Saturday, April 23, 2005

The 411 (and the 552)

My mother probably jumped the gun a little -- just a leeeetle -- but I'm glad I made this trip back when I did.

My mom called me on Saturday, April 9 to tell me about my grandmother. I told her I'd make it back as soon as I checked my work schedule and priced some fares. By Thursday, April 14, I was on a flight out.

What my mother didn't tell me during the intervening telephone conversations was that my grandmother was only in the ICU for one night -- April 9 -- and had been moved to a "regular" room at the hospital by April 10. Nonetheless, I did want to go see my grandmother. At 87, she is not a young woman anymore, and various maladies have taken their toll on her life: diabetes, resulting in the loss of a leg, at least one stroke, and general memory loss.

I had imagined that this trip home would consist primarily of me spending long hours in the hospital, watching my grandmother do little but sleep while I tried to remain alert for the slightest change in her condition. This was not the case. Even my family seemed to acknowledge that while she could could slip away at any time, she wasn't in imminent danger of doing so. So I spent much of my time with my folks and brother instead, helping out where they work.

First visit to see Grams: We walk in to find a doctor and resident talking about her. Grandma had just suffered some convulsions. It was unclear whether she had a stroke or was just suffered some effects from a previous one, but Mom and I accompanied her down to get a new CAT scan just to be sure.

Keep in mind, I hate hospitals.
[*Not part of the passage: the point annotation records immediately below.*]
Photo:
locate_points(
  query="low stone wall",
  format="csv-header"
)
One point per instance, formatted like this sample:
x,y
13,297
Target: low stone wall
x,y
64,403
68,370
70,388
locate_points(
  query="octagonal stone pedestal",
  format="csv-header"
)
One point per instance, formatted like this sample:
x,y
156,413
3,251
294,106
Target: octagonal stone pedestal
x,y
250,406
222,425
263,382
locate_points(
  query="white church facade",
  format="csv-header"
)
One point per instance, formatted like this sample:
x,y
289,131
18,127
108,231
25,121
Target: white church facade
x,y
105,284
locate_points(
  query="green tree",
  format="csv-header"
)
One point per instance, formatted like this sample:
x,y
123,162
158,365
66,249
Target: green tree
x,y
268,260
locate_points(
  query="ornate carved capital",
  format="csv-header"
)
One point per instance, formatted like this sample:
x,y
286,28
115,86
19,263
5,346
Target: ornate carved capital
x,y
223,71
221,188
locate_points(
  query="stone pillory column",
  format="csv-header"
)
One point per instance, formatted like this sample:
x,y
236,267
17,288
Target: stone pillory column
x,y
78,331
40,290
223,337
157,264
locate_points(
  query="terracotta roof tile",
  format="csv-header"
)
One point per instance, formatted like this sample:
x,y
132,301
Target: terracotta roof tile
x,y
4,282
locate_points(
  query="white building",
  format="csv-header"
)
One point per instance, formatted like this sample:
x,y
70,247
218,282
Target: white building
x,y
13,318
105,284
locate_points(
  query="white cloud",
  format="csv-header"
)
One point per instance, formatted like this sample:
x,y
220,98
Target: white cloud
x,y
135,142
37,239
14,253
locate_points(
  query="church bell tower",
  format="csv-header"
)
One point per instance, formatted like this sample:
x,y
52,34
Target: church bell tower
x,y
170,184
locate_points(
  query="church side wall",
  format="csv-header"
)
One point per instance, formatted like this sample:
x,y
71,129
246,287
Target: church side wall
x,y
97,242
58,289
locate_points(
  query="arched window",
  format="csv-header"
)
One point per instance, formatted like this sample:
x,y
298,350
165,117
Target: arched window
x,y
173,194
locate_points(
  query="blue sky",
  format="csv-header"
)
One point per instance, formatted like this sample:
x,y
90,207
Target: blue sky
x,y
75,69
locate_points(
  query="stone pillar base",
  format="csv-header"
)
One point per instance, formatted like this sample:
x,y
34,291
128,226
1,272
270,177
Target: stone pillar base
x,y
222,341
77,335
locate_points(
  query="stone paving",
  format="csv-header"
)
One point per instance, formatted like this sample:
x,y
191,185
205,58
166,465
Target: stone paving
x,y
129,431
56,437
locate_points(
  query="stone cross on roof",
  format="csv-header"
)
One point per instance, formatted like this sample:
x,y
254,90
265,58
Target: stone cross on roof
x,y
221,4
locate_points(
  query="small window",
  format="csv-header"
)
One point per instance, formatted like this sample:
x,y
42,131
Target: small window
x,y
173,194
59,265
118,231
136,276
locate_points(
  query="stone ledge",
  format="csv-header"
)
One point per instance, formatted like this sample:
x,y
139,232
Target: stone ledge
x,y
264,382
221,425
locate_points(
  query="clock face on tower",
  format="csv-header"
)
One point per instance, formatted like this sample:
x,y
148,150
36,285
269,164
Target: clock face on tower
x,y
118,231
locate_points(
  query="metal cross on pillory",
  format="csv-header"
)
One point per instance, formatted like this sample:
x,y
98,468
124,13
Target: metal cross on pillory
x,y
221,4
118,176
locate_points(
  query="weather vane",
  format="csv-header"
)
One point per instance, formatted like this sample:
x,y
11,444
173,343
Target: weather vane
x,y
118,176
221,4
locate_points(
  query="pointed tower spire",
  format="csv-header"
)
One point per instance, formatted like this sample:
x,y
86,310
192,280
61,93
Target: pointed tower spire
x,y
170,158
I hate the hypersanitized smell, and yet I also hate the smell of urine, feces, and/or vomit that sometimes comes with certain rooms. I hate the blindingly white walls, and floors, and lights. And I generally hate the feeling that death lurks around every corner there. I hate hospitals.

So sitting around waiting for my grandmother to undergo a CAT scan wasn't particularly pleasant. I passed the time with my book (The World According to Garp, by John Irving), watching bad court shows on the television in the waiting room (The People's Court followed by some other one), and checking out a hunky guy who was also in the waiting room (yeah, I'm so going to hell) while my mom closed her eyes for a bit in the corner. I had to tap her when she started snoring.

Having just suffered convulsions, she was placed on anti-seizure medication which undoubtedly made her tired, so it was difficult for her to even open her eyes. She did open her eyes once or twice, but I don't know what level of recognition was behind them. I don't even know if she even knows I was there that day.

The second time I saw her, my grandmother was only a little more alert, but no more coherent. She opened her eyes from time to time when my mother engaged her, but couldn't really respond to any questions. Mom kept asking if she recognized me, and it was always absolutely unclear whether she did or not even though her eyes looked directly at me on numerous occasions. I tried speaking to her, but my Chinese proficiency was so awful that all I could think of to say was "Hi. How are you? Are you comfortable? Is everything okay?" What the fuck? Here was this old woman with a feeding tube in her side and oxygen being pumped into her nose and I was asking her if everything was okay. I guess a part of me kinda hoped she would sit up and scream, "You fucking moron, look at me! Does it look like every-fucking-thing is fucking OKAY to you? Goddamn, what a dumbshit!"

Needless to say, my grandmother did no such thing in response to my random blathering.

Subsequent to my second visit, the hospital decided to release my grandmother back to the nursing home. My mother was adamantly against the idea, seeing as it was pretty clear that the nursing home clearly would no longer be able to provide for with ongoing care of the level she would need. Indeed, my mother was right; after 12 hours my grandmother found herself back in the hospital, in Room 552.

I saw her for the last time in that room (which coincidentally shared the same number as my freshman year dorm room). Her bony hand, protected by skin which bore a striking resemblance to the skin of a white onion, kept alternating between pushing the blanket off her arm and pulling it back up to her chin. Her arm bore all the plum-colored bruises of numerous attempts at dialysis; it seemed like no patch of her skin retained any healthy color anymore, but bore the marks of painful attempts to maintain her life.

My mom and I placed by her head a small tape player which apparently had as its only purpose to play Buddhist chants on auto-repeat, 24/7. I hope hearing such sounds will comfort her. I'm not a religious person, but even when I hear those sounds they tend to relax me.

When I left my grandmother's bedside for the last time, I told her I'd see her again soon. I may have to go back home for a class reunion, I told her, or to see my cousin Nathan get married in August. "I'll see you then, okay?" I told her. "We'll see each other again soon!"

Even if she understood me, I don't think she believed me either.


anne said...

Welcome back, Dennis.
I'm glad everything went better than you feared.

Steve said...

I was wondering how your trip was going... glad you're back safe and sound.

Steve Goble said...


I'm really sorry to read of your loss. If your Gran did see you at her bedside, I'm sure your presence would have been a comfort to her.

Best wishes,
another Steve.

katie said...

Glad to see you are back, I agree with your assement of hospitals. Couldn't they at least make it look a bit more inviting. To sterile is a bit much.